The best-performing prediction model for baseline VAT area included a combination of anthropometrics, demographics, and blood biomarkers (Supplementary Material Table S4). It was trained on data from 227 DIRECT-PLUS participants, tested on 55 DIRECT-PLUS participants, and validated on 259 CENTRAL participants. Participants assigned to the training data had similar characteristics to those assigned to the testing data (Supplementary Material Table S8). The cross-validation models for choosing the optimal hyperparameters for the final model had RMSE of 0.27 and R2 of 0.44. The final model was applied to the testing and validation datasets, with RMSEs of 0.26 and 0.40 and R2 of 0.53 and 0.50, respectively. This model selected both anthropometric, demographic, and blood biomarkers mesurments, including WC, MAP, age, TG/HDLc, HbA1c, HOMA-IR, glucose, GGT, ALKP, and chemerin (Fig. 3A).
Similarly, the best-performing model for the estimation of baseline VAT proportion also included a combination of anthropometric, demographic and blood biomarkers predictors (Supplementary Material Table S5). The model was trained on n = 218 participants (RMSE = 6.87, R2 = 0.37), tested on n = 53 participants (RMSE = 6.55, R2 = 0.51), and validated on n = 142 participants (RMSE = 6.7, R2 = 0.39). The selected variables were similar to those predictive of VAT area, with additional selected variables: sex, ALT, fetuin-A, ferritin, and leptin (the latter negatively contributing to VAT proportion). Furthermore, female sex was a predictor of a lower VAT proportion (Fig. 3B). In contrast to the VAT area prediction, WC was not selected for the prediction of VAT proportion. However, higher weight was selected as a predictor of a lower VAT proportion in a model developed with only anthropometrics and demographic variables.

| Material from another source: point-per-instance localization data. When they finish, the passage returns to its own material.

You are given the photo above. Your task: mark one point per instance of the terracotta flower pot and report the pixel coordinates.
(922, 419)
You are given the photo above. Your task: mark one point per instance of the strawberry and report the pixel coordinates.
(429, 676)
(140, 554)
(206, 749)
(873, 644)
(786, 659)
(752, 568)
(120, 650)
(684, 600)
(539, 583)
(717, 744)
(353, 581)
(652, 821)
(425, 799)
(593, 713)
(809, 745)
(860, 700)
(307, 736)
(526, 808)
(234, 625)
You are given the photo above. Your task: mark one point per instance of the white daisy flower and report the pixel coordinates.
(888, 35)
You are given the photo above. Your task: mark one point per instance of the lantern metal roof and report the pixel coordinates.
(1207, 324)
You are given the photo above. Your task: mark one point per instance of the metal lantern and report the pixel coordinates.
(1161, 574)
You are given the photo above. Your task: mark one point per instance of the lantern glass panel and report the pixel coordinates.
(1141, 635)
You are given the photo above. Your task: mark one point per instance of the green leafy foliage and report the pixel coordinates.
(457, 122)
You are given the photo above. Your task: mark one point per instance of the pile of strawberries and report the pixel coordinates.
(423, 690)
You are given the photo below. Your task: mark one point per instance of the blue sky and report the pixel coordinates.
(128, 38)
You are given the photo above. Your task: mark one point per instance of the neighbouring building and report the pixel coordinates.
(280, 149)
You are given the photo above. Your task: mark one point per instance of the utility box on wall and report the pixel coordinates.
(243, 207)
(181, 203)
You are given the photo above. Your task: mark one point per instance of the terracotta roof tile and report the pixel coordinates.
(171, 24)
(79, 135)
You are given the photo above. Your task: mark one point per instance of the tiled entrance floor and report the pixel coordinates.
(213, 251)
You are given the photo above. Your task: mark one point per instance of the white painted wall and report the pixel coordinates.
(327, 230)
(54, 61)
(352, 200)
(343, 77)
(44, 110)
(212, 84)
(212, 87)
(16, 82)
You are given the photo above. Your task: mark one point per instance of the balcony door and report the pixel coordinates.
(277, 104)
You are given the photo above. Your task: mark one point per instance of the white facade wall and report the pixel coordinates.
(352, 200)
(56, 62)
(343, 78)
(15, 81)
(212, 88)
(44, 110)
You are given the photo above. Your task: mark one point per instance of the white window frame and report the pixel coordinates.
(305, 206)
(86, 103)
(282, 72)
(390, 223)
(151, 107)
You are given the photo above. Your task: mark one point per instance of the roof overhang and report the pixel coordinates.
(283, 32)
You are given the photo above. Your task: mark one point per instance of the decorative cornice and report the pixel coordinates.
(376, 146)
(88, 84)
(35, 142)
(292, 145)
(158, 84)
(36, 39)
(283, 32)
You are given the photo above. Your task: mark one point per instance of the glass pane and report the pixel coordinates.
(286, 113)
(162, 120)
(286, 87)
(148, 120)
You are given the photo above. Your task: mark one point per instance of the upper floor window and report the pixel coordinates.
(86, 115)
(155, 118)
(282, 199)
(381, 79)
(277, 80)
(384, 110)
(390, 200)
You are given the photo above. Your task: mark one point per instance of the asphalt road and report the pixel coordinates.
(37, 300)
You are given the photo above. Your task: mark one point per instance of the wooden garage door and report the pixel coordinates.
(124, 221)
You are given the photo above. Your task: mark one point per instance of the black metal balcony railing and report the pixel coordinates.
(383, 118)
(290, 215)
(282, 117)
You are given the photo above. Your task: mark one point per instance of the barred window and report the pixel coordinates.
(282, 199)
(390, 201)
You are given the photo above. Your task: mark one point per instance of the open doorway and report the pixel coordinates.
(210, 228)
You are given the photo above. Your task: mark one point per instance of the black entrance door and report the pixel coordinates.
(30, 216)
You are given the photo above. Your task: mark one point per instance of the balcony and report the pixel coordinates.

As for VAT area´s change, the best-performing predictor on the testing data included only anthropometric measurements (RMSE = 15.33, R2 = 0.59). In contrast, the best performance for the validation data incorporated variables of both anthropometrics and blood biomarkers (RMSE = 52.1, R2 = 0.52). The predictors were trained on 180 participants, tested on 46 participants, and validated on 207–212 participants. Both predictors included changes in weight and WC, with the former including change in MAP and the latter including change in leptin (Fig. 3C, Supplementary Material Table S6).
Lastly, the best-performing predictor of the change in VAT proportion was developed using only anthropometric and demographic data (weight, WC, MAP, age and sex). The model was trained on data from 172 participants (RMSE = 11.32, R2 = 0.15), tested on data from 43 participants (RMSE = 11.80, R2 = 0.24) and validated on data from 212 participants (RMSE = 18.72, R2 = 0.16) (Fig. 3D, Supplementary Material Table S7). Due to insufficient data, sex-specific prediction formulas could not be developed for females (11.5%). However, sex-specific male predictors are available in Supplementary Material Figure S3.